Kebap kokan şehir: Erbil, geleneksel lezzetiyle misafir ağırlıyor
Erbil(Rûdaw) – Kürdistan Bölgesi'nde kebap sadece bir yemek değil, aynı zamanda şehirlerin kimliğinin ve Kürt misafirperverlik kültürünün ayrılmaz bir parçası adeta. Erbil’in sokaklarında ve Süleymaniye’nin çarşılarında dumanı havaya karışan kebabın kokusu, artık bölge sınırlarını aşan bir ün kazanmış durumda.
Sosyal medyada yarım milyon takipçisi olan tanınmış içerik üreticisi Iraklı fenomen Riyaz Halef, “Sırf bu kebabı yemek için Bağdat’tan Erbil’e geldim. Beni buraya çeken ne iş, ne alışveriş. Sadece bu lezzeti tekrar tatmak istedim” dedi.
Riyaz Halef, Rûdaw’a yaptığı açıklamada kebabın Kürdistan’daki yerini “dostluk ve gelenekle iç içe geçmiş bir tat” olarak tanımladı ve “Kebap burada artık sadece bir yemek değil; kültür, gelenek ve şehir kimliği haline gelmiş” dedi.
Bir Lezzetin Peşinden Yola Düşenler
Halef’in uğradığı yer, Erbil’in en eski kebapçılarından biri: Hacı Yasin Kebapçısı. Hacı Yasin Kebapçısı bir lokanta olmaktan öte adeta bir mirasın taşıyıcısı. Mekânın bugünkü işletmecisi Siwan Yasin, kebaplarının sırrını Rûdaw’a şöyle anlattı:
“Bizim kebaplar özel çünkü eti kendimiz seçiyor ve hazırlıyoruz.
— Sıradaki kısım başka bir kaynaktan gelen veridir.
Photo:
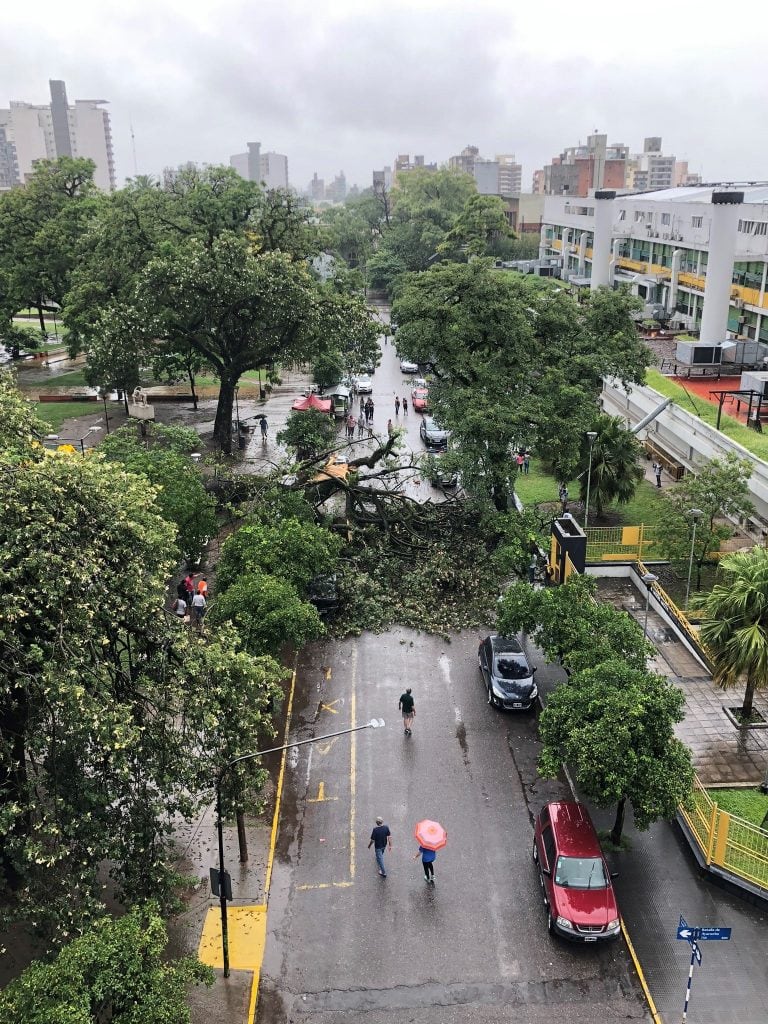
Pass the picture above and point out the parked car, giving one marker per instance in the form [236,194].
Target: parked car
[576,882]
[433,436]
[507,673]
[419,399]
Başkaları gibi kasaptan evlere servis ettirip pişirmiyoruz.”
Yasin, mekânlarının artık uluslararası bir üne kavuştuğunu belirterek, “Müşterilerimizin %95’i yabancı. Konsolosluk çalışanlarından Avrupalı şirketlerin personeline kadar pek çok kişi geliyor. Her gün yaklaşık 100 şiş kebap yurt dışına gönderiyoruz” dedi.
Kebap: Şehirlerin lezzetli imzası
Erbil’de kebabın tarihi 1918 yılına, Hacı Derweş-i Sineî’nin bu yemeği ilk defa Erbil’de sunmasına kadar uzanıyor. O zamandan beri kuyruk yağı ve özenle seçilmiş etin kokusu şehri sarmış.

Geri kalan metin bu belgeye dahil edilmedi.